One of the more remarkable trees at Thanda Safari is the marula tree or umganu. Marula trees are of course famous for the liqueur Amarula, which is made from the fruit of the marula tree and is a staple for any fireside nightcap. Marula trees are deciduous trees, found over much of Africa, and can grow up to 18 metres, producing very juicy fruit which is extremely high in Vitamin C. Birds love the fruit, while numerous mammals including elephant, kudu, giraffe and waterbuck eat the fruit and leaves of the tree. The skin of the marula fruit can be boiled to make a drink or burnt to be used as a substitute for coffee, while the pips can be cracked open to obtain nuts which are rich in protein and can be either eaten raw or cooked with porridge, with the oil being used as a skin cosmetic.
Interestingly, marula trees are dioecious, which means they have a specific gender. It is therefore revered in many cultures in Africa, with the Zulus considering it to be the “marriage tree” as it is a symbol of fertility and is used in a cleansing ritual before marriage. The bark is emerged into boiling water and the steam inhaled for cleansing. It is also believed that the bark infusions can be used to determine the gender of an unborn child, so if a woman wants a son the male tree is used, and for a daughter, the female tree. In the event that a child of the opposite gender is born, the child is considered to be exceptional as it was able to defy the spirits.
The bark can be used in the treatment of dysentery, diarrhoea and fever, including against malaria, while the wood is quite soft which makes it ideal for carving.

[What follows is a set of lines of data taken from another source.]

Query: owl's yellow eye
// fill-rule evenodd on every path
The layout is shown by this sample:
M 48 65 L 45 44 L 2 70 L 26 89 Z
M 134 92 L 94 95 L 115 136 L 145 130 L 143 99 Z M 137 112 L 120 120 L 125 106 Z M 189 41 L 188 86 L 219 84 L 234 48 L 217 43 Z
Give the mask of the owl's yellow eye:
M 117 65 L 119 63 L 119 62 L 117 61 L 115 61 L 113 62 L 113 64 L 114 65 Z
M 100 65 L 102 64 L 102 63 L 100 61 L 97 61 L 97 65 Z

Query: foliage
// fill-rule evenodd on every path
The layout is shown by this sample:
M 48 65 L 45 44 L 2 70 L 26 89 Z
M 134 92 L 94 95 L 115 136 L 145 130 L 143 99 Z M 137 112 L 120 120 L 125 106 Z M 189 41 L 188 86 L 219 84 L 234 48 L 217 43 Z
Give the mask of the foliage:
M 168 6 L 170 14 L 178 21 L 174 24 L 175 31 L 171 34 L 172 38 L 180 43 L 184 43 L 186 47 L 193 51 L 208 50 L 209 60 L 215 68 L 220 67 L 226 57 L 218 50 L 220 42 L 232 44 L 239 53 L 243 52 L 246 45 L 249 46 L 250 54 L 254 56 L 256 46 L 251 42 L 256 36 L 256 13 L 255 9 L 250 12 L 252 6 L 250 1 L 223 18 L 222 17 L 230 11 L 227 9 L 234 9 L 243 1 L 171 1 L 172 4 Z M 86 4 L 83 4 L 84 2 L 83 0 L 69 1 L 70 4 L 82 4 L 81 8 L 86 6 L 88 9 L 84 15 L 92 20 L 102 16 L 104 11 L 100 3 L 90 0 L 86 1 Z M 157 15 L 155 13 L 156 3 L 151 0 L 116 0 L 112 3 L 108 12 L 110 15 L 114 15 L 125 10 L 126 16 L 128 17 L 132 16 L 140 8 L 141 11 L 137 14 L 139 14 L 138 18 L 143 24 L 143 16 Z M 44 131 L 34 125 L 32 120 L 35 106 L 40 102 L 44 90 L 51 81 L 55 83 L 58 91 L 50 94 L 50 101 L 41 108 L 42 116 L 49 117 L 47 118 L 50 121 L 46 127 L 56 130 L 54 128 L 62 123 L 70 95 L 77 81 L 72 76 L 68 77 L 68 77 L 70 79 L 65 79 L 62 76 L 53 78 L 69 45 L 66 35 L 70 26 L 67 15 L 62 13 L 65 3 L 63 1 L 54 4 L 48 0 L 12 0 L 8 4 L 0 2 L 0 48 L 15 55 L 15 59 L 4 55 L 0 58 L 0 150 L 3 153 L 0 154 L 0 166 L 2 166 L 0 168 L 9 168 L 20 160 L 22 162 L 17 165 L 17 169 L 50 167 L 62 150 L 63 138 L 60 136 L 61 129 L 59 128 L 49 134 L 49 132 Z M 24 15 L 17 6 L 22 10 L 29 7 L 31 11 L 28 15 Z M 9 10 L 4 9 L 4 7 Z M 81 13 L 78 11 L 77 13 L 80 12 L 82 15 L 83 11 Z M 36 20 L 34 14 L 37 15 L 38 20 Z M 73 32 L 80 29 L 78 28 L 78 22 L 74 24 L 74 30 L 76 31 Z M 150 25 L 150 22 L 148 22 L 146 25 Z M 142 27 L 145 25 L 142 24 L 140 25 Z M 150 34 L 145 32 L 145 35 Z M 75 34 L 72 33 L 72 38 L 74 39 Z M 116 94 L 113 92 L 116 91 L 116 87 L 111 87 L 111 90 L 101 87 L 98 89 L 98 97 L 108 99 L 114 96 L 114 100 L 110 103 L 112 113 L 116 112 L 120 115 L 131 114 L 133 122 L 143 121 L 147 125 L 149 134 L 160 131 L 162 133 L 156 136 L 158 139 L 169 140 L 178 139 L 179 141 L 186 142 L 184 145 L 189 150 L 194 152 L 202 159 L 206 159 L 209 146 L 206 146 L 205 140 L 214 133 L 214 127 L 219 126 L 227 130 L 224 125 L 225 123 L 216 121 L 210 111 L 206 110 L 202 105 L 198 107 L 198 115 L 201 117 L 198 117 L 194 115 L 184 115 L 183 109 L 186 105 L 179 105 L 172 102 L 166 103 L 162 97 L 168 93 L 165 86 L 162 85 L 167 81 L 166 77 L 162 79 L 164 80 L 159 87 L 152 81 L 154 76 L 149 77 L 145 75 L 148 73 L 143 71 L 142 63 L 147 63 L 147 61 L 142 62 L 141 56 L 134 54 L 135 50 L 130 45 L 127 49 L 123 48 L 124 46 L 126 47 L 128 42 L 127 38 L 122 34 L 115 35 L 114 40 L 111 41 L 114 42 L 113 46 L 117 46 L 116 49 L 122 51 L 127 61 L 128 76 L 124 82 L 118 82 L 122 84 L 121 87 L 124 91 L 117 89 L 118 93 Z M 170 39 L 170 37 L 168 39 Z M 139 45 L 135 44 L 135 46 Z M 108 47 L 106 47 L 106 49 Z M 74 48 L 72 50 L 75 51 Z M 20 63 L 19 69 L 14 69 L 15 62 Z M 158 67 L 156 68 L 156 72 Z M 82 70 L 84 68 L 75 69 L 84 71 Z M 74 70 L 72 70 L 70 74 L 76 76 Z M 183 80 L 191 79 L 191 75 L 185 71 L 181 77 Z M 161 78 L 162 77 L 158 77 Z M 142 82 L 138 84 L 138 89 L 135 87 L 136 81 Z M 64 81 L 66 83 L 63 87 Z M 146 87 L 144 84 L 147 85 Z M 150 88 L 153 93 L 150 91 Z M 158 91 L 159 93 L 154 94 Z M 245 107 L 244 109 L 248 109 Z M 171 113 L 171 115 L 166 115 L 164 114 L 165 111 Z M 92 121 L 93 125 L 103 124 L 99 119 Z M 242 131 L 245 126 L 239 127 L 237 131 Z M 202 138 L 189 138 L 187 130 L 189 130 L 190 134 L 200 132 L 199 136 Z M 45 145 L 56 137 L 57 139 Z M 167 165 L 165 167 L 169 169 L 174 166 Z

For those of you who may have visited Thanda Safari in the past, you would no doubt be familiar with the marula tree found in the waterhole adjacent to the villa. This female marula tree has stood strong through hot and cold, summer and winter, but last week met its untimely demise. One of Thanda’s bulls, Majimbos, decided that it was as good a time as any to push the tree over and with a few good shoves duly did so, for no better reason than because he could! Some Thanda staff members were looking out over the waterhole from the villa and watched it all unfold, just as that marula tree must have presided over thousands of other animal interactions over the years. While the green leaves are reputed to aid in heartburn, we are unfortunately not aware of any other magical properties of these amazing trees that aid in heartache – a truly iconic monument lost forever but that is part of life!